Is insect repellent really up to scratch?
With bug-biting season in full swing, there's good reason to be bugged by insect repellents.
Consumers must weigh the risks of getting a bite with the risks of chemicals engineered to keep them away — and there's no completely safe and sure way to prevent bites.
But some repellents are effective and low in toxicity, as long as users follow directions, especially for children, says a new guide by the Environmental Working Group, an environmental advocacy nonprofit.
The report -— a collection of data from the Environmental Protection Agency, the World Health Organization and the Centers for Disease Control and Prevention — identifies four active ingredients that can provide safe and effective protection: Picaridin, DEET, IR3535 and oil of lemon eucalyptus.
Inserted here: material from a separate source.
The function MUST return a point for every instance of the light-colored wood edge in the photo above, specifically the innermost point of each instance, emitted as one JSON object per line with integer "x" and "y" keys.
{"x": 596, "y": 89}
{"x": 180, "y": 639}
The report says:
• Skip products with more than 30 percent DEET, and avoid any repellent on kids under 6 months, the report says. Higher concentrations protect longer, not better.
• Bug zappers, foggers, candles and aerosol sprays can trigger respiratory problems and contain toxic ingredients, and they may not be effective, studies show.
• Experts expect the number of insect-borne illnesses to rise as the warming climate expands the habitats of species that spread pathogens.
Aside from repellents, the report advises these precautions: Cover exposed skin with pants, long sleeves, socks and shoes; use mosquito netting; and get rid of standing water where mosquitoes breed.